The unique machine was built, possibly as early as 1667, on the docks at Harwich to assist in loading and unloading cargo. Two 16ft high wheels set four feet apart on an axle were worked by a man ‘walking’ inside each one to make them turn and operate a jib, which protruded over the dock from the wooden structure housing the wheels.
Project manager Joel Hopkinson, from Woodchurch-based Dolmen, says the double-wheel feature is unique in its survival in the UK – there is also one single-wheel example in Guildford. After Harwich Dockyard closed in 1928, the crane was moved slightly later to a nearby public park. But rot has set in, and Joel says the structure has slumped. There is a need to stabilise it so that the wheels can be made to turn again. Restoration of the enormous ground sills is key to this – and they were almost completely rotted.
Dolmen have been contracted to work on underpinning the structure, repairing the frame, and re-roofing. The project is largely financed by Historic England who are working closely with Dolmen, and also with structural engineers Morton Partnership, to eventually provide an interpretation experience for the public.
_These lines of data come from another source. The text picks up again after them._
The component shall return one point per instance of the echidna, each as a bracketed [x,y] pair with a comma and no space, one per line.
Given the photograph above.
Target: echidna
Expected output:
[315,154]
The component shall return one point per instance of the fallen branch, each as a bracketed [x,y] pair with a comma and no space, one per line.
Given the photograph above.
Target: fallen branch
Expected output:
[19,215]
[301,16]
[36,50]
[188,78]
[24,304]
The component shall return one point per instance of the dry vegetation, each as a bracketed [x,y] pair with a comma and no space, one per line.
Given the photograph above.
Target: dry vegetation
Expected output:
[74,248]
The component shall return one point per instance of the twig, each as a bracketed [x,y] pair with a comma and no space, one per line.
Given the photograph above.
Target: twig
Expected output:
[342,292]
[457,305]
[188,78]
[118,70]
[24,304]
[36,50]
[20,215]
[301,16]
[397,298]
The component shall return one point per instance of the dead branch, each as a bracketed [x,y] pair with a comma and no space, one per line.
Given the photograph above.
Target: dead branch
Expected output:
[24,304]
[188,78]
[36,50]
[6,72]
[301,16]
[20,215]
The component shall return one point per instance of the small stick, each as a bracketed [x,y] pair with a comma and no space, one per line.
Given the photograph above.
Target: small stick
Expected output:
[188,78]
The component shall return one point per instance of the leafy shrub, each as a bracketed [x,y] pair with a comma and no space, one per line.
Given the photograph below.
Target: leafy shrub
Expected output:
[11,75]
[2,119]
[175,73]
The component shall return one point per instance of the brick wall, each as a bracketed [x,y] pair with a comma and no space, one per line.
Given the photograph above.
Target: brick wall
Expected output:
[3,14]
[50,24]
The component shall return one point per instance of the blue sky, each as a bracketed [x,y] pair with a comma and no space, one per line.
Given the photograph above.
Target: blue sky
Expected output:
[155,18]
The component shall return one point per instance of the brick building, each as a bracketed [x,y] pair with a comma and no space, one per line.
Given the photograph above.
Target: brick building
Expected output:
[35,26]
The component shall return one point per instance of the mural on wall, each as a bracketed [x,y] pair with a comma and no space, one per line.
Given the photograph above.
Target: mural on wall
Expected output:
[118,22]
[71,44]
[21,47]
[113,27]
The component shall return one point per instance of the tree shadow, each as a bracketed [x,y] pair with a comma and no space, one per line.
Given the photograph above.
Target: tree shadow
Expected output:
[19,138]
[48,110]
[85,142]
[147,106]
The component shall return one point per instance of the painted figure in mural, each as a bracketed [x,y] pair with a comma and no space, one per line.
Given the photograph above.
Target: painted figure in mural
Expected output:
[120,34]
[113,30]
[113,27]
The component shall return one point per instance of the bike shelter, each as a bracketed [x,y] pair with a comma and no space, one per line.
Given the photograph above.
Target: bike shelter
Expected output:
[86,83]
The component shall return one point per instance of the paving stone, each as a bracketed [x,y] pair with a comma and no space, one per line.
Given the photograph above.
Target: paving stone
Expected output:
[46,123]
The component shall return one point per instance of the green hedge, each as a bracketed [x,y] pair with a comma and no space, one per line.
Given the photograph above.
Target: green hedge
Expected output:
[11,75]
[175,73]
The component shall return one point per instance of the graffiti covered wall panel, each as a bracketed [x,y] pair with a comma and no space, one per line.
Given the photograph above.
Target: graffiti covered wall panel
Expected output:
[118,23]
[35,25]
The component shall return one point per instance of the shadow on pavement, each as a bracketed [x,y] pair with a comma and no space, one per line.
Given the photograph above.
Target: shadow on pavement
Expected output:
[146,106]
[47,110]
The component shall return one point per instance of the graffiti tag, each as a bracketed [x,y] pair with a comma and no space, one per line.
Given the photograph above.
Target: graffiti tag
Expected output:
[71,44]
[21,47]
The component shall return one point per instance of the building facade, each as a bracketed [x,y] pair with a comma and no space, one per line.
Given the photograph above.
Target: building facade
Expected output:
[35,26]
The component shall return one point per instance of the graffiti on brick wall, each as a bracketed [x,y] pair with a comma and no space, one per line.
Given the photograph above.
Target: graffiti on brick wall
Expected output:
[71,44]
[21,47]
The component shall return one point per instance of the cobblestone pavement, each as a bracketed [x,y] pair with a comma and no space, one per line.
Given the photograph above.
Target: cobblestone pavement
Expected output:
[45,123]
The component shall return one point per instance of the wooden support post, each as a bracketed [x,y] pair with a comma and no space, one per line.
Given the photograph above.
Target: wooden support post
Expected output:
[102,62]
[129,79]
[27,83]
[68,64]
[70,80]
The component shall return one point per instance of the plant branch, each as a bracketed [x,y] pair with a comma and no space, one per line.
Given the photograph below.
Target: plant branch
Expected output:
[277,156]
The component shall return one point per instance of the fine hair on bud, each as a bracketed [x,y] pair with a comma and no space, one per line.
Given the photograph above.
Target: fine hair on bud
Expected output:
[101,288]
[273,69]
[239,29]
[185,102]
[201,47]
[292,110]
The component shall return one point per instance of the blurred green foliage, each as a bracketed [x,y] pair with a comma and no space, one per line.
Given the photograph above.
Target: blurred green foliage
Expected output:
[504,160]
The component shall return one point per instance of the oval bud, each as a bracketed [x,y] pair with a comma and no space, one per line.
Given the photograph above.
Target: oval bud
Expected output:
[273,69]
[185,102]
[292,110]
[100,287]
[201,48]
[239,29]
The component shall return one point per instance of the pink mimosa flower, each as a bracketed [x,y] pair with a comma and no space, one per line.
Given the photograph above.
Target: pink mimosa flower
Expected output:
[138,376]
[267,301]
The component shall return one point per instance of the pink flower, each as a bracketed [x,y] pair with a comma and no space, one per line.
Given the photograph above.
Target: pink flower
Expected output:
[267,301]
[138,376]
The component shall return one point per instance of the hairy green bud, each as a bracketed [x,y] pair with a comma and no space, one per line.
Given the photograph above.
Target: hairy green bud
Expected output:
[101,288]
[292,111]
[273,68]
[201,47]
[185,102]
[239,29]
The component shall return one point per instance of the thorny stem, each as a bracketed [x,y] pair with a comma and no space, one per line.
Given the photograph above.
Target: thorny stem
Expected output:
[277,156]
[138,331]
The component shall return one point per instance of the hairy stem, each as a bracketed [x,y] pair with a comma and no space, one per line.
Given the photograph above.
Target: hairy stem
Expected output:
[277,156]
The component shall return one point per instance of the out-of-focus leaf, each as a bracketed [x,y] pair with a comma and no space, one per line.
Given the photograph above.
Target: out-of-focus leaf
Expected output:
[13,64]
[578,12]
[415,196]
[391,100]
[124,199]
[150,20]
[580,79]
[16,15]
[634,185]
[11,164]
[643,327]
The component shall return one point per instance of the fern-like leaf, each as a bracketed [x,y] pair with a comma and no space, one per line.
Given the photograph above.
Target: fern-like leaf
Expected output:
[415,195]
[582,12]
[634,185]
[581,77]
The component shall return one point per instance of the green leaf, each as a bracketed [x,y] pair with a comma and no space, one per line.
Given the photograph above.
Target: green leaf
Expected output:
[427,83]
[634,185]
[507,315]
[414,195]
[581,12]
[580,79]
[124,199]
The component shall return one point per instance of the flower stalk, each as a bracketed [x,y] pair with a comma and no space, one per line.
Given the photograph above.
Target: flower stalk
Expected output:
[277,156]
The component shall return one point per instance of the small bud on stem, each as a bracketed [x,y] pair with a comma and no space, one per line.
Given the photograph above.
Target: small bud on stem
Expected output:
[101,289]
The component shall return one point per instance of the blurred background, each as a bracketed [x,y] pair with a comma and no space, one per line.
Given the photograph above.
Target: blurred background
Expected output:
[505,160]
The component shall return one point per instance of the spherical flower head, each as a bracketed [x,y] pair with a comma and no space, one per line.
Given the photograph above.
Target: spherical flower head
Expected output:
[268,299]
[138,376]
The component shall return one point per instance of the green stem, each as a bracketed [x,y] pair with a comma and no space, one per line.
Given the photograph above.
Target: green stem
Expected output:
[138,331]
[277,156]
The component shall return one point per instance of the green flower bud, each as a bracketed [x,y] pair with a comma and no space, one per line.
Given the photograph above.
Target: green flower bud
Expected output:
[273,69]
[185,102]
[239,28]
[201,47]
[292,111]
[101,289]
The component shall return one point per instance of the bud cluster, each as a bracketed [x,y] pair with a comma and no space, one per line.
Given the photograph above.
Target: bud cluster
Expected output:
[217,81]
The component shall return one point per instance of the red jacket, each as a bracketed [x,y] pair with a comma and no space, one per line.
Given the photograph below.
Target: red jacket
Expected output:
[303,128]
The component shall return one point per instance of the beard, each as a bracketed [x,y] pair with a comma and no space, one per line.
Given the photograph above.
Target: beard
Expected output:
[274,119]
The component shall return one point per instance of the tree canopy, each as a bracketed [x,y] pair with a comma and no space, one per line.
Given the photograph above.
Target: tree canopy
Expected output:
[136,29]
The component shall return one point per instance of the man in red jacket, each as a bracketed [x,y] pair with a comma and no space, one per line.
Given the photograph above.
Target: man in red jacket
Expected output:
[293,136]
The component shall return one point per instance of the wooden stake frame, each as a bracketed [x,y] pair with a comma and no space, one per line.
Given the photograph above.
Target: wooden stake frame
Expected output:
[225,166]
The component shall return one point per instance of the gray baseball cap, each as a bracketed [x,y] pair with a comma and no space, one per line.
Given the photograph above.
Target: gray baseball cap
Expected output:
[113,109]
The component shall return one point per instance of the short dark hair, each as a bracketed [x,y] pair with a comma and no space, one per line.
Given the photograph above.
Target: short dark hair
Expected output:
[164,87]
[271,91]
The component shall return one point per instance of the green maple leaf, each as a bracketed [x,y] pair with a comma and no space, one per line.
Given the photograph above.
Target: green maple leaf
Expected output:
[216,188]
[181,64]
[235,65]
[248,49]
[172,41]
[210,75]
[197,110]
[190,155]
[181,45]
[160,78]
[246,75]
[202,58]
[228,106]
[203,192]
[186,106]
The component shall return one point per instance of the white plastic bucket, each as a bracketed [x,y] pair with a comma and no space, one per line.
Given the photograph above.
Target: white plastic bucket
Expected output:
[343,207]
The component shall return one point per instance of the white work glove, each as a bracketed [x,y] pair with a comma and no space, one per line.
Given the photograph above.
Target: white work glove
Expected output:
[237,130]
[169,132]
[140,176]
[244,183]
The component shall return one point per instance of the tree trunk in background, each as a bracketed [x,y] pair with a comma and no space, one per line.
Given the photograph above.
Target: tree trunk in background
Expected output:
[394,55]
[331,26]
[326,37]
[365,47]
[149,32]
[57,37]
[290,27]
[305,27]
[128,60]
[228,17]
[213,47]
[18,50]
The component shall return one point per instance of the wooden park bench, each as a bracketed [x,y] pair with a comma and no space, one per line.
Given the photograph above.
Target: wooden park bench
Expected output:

Tendring District Council are part-funding the project and are owners/custodians of the crane.
The shed-like building over the wheels was roofed with pantiles, but a decision has been made to use the unusual but traditional materials of Swedish pine tar and sailcloth to weatherproof the conical roofing over the jib. There is some documentary evidence that this technique was used for this type of crane.
The crane is on the National Heritage list – ‘it has the same protection as Stonehenge!’, says Joel. But this doesn’t daunt Dolmen, who have a long track record of working on historic structures of national importance.
As well numbering Canterbury Cathedral among their clients, they have brought technical knowledge and a meticulous approach to buildings as prestigious as Westminster Hall and Herstmonceux Castle, as well as humbler but notable barns and parish churches. They collaborate closely with English Heritage, the National Trust, the Society for the Protection of Ancient Buildings as well as – in Harwich – Historic England.
The crane is more of an interesting artefact than a building, says Joel. And whilst it has a beauty peculiar to it which some people love, its restoration will offer a window on to our industrial past peopled by ordinary workers – literally on a treadmill.